In the case of the Market Design and Platform Technology working group’s July white paper, NECHPI wrote that "it is difficult to imagine how stakeholders and active parties will be able to begin to consider and support the development of new tariff structures and rate-setting approaches without having considerably more concrete, specific guidelines for utility activities, plans, and targeted initiatives for integrating substantially higher levels of DERs.”
Henrietta de Veer, a long-time energy consultant and author of the NECHPI filings, noted the contrast between California’s work on collecting and disseminating distribution grid data, and what she sees as New York’s lack of groundwork on this front. “Throughout every proceeding, compromises are being made, based on missing data and erroneous assumptions,” she said.
For example, to determine the locational values of DERs on the distribution grid, “You cannot even begin to discuss it, unless you know what you have down to the circuit level,” she said. But New York's utilities have asked the PSC for permission to avoid providing circuit-level data, preferring to provide the far simpler locational marginal price data from the state's grid operator, New York ISO.
“"TASC respectfully requests that the Commission and Staff reject the narrow and overly traditional approach that the Joint Utilities are attempting to enforce on the BCA framework, so as to prevent limiting the expansive and forward-thinking nature of the entire REV process."” The Alliance for Solar Choice, PSC filing, Sept. 2015
Utilities need to protect grid security and customer confidentiality, which leads them to be extremely cautious about what kind of data they offer to provide. But as PA Consulting's Mooren pointed out, "New York policymakers' preferred approach is for utilities to provide the required data to third parties. That's the intended leveler of the playing field that would allow anyone to step up and start participating." At the same time, "the data comes from what is a regulated system, and needs to be in a great degree a system that preserves privacy as it relates to all the customers."
But some REV participants see this as a dangerous line for utilities to take, because it could provide an excuse to retain control over various aspects of REV implementation, and exclude third parties that are seen as threats to that control. As de Veer wrote in another filing, “it would appear that the utilities believe that many, if not most, of the distributed system platform provider functionalities will remain with the regulated utility for the next five years at a minimum. This is certainly neither in the spirit of REV, nor is it how it is envisioned by the Commission.”

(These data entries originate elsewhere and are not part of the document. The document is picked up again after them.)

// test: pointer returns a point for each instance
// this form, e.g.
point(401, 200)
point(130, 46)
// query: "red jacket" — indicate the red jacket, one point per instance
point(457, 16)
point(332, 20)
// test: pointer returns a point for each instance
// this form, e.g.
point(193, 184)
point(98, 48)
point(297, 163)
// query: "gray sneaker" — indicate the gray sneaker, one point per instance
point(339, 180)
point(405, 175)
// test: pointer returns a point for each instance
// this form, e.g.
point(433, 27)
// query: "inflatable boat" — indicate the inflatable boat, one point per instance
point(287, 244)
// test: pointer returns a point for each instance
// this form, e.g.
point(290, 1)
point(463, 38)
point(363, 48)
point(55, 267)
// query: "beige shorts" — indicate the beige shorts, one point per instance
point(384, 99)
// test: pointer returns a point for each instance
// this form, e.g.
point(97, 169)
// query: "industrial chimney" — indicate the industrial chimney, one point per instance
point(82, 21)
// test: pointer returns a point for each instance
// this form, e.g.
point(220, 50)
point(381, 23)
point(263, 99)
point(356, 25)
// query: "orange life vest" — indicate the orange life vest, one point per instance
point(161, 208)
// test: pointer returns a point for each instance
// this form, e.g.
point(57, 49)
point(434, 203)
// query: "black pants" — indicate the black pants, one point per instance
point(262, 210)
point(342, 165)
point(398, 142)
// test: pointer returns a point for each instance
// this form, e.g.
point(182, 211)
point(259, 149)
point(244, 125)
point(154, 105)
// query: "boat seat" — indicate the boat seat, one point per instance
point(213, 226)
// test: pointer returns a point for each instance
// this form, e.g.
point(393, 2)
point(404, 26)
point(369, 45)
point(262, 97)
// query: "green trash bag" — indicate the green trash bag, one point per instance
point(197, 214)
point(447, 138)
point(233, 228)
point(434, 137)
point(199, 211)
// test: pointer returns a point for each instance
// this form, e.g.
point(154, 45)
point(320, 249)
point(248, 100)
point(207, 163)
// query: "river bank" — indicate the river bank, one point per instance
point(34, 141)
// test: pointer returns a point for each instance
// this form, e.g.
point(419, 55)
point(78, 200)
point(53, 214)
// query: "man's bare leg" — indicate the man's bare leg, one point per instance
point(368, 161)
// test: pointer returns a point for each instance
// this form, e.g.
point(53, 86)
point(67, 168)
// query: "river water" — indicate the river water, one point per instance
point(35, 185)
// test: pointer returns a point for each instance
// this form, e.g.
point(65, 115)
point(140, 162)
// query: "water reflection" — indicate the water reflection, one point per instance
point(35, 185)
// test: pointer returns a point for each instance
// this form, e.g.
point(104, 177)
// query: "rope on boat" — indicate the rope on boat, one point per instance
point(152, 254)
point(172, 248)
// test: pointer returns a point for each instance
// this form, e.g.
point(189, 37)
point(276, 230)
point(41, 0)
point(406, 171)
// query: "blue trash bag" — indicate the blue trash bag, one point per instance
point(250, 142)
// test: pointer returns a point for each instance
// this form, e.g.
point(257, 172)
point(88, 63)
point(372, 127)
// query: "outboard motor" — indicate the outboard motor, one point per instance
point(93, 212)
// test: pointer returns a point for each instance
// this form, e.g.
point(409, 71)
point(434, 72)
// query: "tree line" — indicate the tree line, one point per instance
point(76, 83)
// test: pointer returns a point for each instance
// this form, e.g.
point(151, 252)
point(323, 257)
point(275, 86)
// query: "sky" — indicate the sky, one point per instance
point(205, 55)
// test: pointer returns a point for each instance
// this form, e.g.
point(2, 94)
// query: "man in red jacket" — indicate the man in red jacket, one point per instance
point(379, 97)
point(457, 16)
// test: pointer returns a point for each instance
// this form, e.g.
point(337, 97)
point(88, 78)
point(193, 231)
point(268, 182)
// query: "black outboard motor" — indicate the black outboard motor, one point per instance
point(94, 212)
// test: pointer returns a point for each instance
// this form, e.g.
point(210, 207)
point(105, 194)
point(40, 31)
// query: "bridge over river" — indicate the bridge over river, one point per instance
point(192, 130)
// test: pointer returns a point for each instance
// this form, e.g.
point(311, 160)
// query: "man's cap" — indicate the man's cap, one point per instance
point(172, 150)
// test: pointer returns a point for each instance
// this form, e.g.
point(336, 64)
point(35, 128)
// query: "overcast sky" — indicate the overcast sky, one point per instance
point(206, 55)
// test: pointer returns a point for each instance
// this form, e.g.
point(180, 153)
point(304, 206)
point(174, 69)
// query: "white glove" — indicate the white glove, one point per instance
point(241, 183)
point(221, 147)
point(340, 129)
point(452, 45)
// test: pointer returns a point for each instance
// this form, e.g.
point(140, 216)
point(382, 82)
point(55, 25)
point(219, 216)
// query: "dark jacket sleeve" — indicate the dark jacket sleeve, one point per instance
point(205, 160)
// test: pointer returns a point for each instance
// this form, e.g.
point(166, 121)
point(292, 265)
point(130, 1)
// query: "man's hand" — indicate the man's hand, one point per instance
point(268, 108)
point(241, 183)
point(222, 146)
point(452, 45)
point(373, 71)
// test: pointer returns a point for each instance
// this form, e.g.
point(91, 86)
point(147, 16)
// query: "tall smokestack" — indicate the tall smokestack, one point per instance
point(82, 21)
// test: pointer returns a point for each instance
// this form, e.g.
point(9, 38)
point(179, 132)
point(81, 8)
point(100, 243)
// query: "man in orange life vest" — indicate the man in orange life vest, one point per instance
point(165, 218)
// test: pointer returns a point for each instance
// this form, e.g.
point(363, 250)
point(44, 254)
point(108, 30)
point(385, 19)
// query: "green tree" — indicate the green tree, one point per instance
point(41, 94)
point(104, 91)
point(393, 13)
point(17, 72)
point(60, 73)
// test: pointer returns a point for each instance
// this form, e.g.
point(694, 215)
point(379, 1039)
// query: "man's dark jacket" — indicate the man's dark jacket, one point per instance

De Veer suggests that New York regulators mandate 10-year state and utility integrated resource plans, and require utilities to start work on circuit-level mapping of their distribution grids “as soon as possible to form the basis for all the other proceedings involved in REV.” Using the cost-benefit analysis framework developed by the Electric Power Research Institute would be a good start, she said -- as would be looking at what California has done so far.